Personal life
- Born: 1210-1215
- Died: Unknown
- Era: Anatolian beyliks
- Known for: Guide of Yunus Emre, the popular folk poet of Anatolia

Religious life
- Religion: Islam

Muslim leader
- Period in office: 13th century
- Influenced by Barak Baba, Haji Bektash Veli;
- Influenced Yunus Emre;

= Taptuk Emre =

Mystic of Anatolia and mentor of popular folk poet Yunus Emre

Taptuk Emre (b. 1210-1215 - d. ?), a Turkmen mystic and Sufi shaykh from amongst the Khorasani saints, and the mentor/murshid of Yunus Emre. He was from Khorasan and came to Anatolia during the reign of Genghis Khan to spread the Bektashi style of the Qur'an and the Ahl al-Bayt creed, that is, the belief in Muhammad and the Twelve Imams. He is thought to have been born between 1210 and 1215. Many sources point out that he was a Babai-Haydari dervish. He is the successor of Barak Baba, but Bektashis claim he was the successor of Haji Bektash Veli. It is said that Hacı Bektaş-ı Veli left the job of raising Yunus Emre to Taptuk Emre. Starting with Tapduk Emre, the existence of a community of followers of Tapduk has been encountered in Anatolia. Dervish Yunus, who carried wood to Taptuk Emre's dergah in Nallıhan for forty years, is regarded as one of the greatest bards/poets raised by the ascetics of Anatolia.

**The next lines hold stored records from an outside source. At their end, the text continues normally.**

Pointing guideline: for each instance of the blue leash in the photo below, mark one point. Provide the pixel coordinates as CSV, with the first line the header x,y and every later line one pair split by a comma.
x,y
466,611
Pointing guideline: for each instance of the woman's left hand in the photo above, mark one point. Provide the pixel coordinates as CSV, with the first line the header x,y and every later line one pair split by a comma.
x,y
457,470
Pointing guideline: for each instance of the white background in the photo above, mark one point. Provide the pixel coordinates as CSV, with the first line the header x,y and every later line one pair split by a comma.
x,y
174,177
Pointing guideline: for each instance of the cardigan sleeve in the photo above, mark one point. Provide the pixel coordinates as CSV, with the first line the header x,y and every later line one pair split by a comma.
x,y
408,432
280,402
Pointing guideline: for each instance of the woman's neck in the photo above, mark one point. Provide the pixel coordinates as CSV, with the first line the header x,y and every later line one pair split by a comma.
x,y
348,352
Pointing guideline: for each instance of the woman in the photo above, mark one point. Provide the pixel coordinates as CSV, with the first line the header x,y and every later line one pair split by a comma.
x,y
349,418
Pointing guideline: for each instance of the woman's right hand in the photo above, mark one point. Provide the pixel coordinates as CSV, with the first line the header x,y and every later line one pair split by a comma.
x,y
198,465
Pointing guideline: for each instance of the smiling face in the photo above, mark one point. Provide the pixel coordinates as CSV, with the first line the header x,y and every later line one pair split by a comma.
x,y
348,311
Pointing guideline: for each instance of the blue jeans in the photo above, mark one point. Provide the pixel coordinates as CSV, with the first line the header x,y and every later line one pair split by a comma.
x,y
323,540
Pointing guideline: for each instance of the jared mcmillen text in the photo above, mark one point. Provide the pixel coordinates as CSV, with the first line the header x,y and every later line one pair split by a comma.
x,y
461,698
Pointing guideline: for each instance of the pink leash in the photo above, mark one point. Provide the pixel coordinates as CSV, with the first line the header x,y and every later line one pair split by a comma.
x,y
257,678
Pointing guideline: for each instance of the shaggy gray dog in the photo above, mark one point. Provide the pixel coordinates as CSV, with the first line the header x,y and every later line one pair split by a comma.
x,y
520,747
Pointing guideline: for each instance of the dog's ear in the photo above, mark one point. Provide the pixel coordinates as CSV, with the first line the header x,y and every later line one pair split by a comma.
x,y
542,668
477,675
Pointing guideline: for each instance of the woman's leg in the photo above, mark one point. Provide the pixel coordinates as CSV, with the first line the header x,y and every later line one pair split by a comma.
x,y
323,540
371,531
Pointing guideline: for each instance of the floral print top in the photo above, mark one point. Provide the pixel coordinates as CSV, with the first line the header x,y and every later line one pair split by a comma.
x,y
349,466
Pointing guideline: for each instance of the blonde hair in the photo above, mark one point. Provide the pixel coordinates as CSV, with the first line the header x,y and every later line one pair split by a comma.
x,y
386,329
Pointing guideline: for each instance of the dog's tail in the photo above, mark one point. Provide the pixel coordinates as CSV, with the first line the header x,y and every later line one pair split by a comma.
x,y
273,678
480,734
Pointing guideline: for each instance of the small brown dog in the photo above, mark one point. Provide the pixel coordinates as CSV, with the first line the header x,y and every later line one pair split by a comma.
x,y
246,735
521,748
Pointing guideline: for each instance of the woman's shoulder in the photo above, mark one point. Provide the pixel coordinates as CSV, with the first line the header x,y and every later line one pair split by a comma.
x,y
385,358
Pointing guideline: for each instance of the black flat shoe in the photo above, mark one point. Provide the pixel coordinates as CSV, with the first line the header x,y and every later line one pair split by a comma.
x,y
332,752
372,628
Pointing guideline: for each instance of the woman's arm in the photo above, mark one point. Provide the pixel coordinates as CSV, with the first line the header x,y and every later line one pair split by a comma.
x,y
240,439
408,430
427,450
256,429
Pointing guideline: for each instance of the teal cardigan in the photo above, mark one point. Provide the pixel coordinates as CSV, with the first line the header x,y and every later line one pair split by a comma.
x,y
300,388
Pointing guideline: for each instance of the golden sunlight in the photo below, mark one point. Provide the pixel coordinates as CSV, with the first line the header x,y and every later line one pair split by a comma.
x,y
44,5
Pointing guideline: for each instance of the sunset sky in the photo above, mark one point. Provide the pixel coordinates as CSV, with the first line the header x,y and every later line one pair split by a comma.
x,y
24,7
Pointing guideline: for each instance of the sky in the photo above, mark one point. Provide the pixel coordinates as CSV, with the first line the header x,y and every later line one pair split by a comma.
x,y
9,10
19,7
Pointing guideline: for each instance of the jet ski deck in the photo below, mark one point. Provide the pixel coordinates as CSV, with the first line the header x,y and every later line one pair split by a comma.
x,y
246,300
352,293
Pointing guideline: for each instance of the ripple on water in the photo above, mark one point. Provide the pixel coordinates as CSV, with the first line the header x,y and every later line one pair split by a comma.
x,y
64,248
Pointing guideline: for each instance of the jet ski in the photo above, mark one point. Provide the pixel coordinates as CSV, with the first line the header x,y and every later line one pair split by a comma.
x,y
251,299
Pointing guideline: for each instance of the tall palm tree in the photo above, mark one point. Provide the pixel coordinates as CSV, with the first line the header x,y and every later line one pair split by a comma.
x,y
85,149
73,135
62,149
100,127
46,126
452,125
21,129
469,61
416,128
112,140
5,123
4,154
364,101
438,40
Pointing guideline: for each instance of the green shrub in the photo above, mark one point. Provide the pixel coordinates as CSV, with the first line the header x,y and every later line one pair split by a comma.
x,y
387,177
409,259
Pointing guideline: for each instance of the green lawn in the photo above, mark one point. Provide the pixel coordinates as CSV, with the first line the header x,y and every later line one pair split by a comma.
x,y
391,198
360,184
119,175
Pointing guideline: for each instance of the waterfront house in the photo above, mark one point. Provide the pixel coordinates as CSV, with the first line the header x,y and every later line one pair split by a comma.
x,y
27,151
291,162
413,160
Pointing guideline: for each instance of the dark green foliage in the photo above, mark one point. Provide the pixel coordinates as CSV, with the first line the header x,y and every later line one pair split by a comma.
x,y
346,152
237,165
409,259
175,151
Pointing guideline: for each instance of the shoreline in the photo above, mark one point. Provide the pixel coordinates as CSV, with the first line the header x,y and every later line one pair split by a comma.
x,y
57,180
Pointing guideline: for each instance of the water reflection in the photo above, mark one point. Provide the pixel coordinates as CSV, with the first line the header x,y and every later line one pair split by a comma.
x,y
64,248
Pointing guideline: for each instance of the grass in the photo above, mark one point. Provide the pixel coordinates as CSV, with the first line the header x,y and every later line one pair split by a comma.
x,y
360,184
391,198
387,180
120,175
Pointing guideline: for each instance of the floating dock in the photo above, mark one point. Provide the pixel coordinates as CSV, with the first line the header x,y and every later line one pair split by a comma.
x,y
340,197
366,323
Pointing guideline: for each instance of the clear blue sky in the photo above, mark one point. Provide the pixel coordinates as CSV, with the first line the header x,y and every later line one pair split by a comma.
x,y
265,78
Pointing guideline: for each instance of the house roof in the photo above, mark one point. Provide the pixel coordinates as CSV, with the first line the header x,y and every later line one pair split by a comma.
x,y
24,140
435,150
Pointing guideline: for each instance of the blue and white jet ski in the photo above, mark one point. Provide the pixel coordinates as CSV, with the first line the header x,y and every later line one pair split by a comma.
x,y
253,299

Although the exact location of Tapduk Emre's grave has not been determined, there are tombs claimed to belong to Tapduk Emre in Eskişehir, Nevşehir (Hacıbektaş district), Manisa, Aksaray and Afyonkarahisar.

== Meaning of the name ==
The word Tapduk is a name that also existed in pre-Islamic Turkish communities. Tapduk is a mythical hero in Turkish and Altai mythology. It is also called Tapdik (Taptik, Taptuk). He is the legendary hero who is believed to have descended from the sky to cleanse the evil beings. According to many opinions, it is possible that the name of Tapduk Emre, who was the sheikh of Yunus Emre, comes from here. In fact, some researchers arguee that Tapduk Emre is not a historical personality, but that this ancient legendary hero was adapted to Yunus Emre's life story by folk culture and social memory. According to Celal Beydili, the meaning of the name Tapduk means "found by chance" (the Azeri word "to worship" means to find), and it is related to the motif of a child found by a Divine power. It is accepted that the word Emre is related to the concept of İmre. Amramak/Emremek/Imremek means “falling in love” and the word Emre means “lover of God“.

== Popular culture ==
Tapduk Emre was played by Payidar Tüfekçioğlu in the 2015-2016 Turkish TV series Yunus Emre: Aşkın Yolculuğu (Yunus Emre: The Path of Love).